Pick-up in retail sales not the full pictureComment on this story
The surprising 2.4 percent increase in retail sales in May, against much lower projections, did not indicate that consumers were out of their misery yet, on the contrary, the risk of a recession was still high, economists said yesterday.
Against a meek consensus of 0.8 percent growth from economists, retail sales growth at constant prices shot up to 2.4 percent in May from 1.8 percent in April, Statistics SA data showed yesterday.
However, economists were quick to note that the outlook for consumer spending remained poor. “Household finances are weak and consumer confidence is still fragile,” Nedbank economic unit said yesterday.
“Household income, which is already growing at a slower rate, is eroded further by rising inflation and strikes in some industries.”

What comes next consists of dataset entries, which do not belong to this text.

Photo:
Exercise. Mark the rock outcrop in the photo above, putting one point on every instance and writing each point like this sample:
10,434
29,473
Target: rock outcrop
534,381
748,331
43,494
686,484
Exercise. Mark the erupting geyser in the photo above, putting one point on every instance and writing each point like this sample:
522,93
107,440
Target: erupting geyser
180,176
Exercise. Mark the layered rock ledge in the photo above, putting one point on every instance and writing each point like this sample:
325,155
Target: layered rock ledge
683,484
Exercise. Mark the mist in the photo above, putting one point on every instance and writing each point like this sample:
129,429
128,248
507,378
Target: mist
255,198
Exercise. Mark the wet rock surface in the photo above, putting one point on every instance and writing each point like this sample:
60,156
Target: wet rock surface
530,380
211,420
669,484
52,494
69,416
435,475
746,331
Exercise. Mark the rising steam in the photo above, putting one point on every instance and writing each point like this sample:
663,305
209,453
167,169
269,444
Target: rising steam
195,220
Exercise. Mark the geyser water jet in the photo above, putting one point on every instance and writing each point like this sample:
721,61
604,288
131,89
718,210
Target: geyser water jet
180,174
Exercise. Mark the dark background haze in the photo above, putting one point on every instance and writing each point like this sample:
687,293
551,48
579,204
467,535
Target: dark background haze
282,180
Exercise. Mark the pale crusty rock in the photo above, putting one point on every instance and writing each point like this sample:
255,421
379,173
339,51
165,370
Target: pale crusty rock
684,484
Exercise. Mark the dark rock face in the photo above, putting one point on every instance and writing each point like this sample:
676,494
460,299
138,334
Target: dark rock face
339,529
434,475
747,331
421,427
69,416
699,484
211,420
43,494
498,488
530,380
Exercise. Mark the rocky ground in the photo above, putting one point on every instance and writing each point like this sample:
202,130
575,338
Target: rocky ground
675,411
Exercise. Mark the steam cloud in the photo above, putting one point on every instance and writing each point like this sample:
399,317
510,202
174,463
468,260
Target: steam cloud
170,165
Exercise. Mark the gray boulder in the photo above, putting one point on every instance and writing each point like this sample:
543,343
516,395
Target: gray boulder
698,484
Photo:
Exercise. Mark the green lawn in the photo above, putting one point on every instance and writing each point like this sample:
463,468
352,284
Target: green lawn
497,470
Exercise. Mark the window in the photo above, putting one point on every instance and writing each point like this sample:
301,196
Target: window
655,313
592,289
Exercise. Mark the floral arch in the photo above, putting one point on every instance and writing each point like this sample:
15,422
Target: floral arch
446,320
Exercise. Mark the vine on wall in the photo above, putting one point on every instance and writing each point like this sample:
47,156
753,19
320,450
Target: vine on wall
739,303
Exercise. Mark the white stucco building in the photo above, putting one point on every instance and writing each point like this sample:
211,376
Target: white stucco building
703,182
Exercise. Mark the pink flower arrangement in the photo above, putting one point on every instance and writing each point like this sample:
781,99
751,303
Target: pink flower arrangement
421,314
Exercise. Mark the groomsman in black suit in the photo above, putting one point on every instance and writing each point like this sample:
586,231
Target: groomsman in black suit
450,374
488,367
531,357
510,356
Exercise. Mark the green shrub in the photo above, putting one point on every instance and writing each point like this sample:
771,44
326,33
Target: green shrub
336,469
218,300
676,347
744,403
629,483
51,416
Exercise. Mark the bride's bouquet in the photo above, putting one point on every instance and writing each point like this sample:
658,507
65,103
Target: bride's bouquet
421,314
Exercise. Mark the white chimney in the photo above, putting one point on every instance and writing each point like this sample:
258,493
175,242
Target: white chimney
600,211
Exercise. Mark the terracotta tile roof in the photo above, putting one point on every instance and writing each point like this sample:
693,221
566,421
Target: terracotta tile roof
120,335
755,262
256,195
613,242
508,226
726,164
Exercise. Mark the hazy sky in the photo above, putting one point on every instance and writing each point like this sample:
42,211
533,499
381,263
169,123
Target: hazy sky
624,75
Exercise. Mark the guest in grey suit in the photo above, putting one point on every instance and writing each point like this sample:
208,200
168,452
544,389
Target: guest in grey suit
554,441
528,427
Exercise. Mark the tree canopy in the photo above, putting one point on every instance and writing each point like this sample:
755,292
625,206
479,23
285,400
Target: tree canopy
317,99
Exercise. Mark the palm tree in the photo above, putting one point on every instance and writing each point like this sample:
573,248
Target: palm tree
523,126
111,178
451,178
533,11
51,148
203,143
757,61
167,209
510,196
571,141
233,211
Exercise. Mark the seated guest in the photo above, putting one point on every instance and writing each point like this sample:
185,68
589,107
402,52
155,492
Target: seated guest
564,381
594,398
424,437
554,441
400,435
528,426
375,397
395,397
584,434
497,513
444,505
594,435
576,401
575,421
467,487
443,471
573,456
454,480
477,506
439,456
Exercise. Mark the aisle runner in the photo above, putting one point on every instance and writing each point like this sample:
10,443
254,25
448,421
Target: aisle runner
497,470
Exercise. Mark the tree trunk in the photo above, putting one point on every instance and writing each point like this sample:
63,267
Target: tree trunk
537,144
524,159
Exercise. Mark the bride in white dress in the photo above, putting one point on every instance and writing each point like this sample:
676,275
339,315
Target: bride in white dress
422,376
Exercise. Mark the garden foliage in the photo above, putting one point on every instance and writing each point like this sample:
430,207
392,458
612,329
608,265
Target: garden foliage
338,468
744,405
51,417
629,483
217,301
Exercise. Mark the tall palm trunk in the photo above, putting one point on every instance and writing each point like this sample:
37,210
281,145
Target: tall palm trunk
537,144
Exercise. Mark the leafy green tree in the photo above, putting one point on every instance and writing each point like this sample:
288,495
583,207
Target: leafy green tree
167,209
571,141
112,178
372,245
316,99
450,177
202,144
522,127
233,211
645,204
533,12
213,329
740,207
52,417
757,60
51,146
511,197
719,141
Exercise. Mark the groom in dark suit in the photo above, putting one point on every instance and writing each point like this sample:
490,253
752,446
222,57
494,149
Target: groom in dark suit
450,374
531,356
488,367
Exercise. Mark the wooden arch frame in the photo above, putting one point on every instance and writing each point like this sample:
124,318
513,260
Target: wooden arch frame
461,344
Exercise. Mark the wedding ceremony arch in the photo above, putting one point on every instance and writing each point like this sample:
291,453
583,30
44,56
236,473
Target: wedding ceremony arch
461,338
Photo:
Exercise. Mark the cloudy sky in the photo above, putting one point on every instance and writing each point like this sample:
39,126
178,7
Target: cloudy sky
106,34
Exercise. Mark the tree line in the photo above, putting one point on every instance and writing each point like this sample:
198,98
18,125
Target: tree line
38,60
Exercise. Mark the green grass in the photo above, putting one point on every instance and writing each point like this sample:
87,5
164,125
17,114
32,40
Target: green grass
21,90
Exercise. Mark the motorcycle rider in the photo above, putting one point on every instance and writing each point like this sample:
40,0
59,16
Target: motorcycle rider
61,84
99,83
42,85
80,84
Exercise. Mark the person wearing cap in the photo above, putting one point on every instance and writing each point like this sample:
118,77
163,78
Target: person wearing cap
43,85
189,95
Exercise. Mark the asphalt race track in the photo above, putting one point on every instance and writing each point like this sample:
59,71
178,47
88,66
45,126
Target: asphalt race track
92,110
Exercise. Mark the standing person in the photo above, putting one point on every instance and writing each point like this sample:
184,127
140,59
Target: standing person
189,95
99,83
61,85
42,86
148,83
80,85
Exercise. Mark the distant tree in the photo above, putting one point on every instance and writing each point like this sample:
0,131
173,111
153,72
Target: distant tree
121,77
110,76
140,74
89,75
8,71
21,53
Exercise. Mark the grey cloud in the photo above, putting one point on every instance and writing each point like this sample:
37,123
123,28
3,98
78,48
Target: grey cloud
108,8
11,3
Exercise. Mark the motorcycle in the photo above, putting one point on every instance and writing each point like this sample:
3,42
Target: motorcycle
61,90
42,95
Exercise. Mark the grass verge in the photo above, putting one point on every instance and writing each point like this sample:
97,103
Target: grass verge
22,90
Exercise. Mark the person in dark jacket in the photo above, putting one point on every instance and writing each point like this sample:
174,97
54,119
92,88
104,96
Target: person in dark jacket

Annabel Bishop, the chief economist at Investec, said on a quarterly basis retail sales continued to contract by 3.1 percent in May after a 2.3 percent decline in April as consumer demand deteriorated markedly in the second quarter. She said this did not bode well for the gross domestic product (GDP) outcome in the second quarter, as the first quarter saw retail sales rise by 2.2 percent.
The economy shrank a seasonally adjusted annualised 0.6 percent in the first quarter.
Bishop stressed that other economic indicators such as the second-quarter figures for industrial production, which includes mining, electricity and manufacturing production, showed a contraction on a quarterly basis in May.
“This implies that the risk of a recession in the first half of this year remains prominent.”
The 2.4 percent increase in May was mainly driven by a rise in sales in the general dealers category, which rose by 2.6 percent year on year, contributing 1 percentage point.
This was followed by the textile, clothing, footwear and leather retailers which increased by 3.9 percent, adding 0.9 percentage point.
However, sales in the household furniture and appliances and hardware, paint and glass declined on an annual basis, each taking 0.1 percentage points off the total figure.
On a seasonally adjusted basis, retail sales grew by 0.8 percent month on month.
Bishop said that Investec continued to expect retail sales growth of about 2 percent year on year for this year.
This was in line with the bank’s current GDP growth forecast for the year of 1.9 percent year on year.
“Households have seen a marked deterioration in financial health even before the 50 basis point rise in the repo rate in January, and real disposable income growth has slowed markedly, to 1.7 percent in the first quarter from 6.3 percent on a quarterly basis in 2011.”
In addition to this, household debt to disposable income was relatively high, and lending conditions had tightened.
According to National Credit Regulator data, consumers’ impairments showed a sharp drop from 48.1 percent to 44.2 percent on the effects of the credit amnesty. “However, this does not imply consumers are better able to handle higher interest rates, but rather that many old records were removed from the system where payments were not being serviced,” Bishop said.
Growth in private sector credit extended to the household sector has declined to 4.3 percent year on year from 10 percent in 2012.
Nedbank’s economic unit said the Reserve Bank faced a dilemma of striking a balance between weak growth and rising inflation. It anticipated that the likelihood of an early rate hike was not possible, however further rand weakness and rising inflation could force some tightening later in the year. Bishop agreed, saying that she expected only one more rate hike this year, of 25 basis points in November.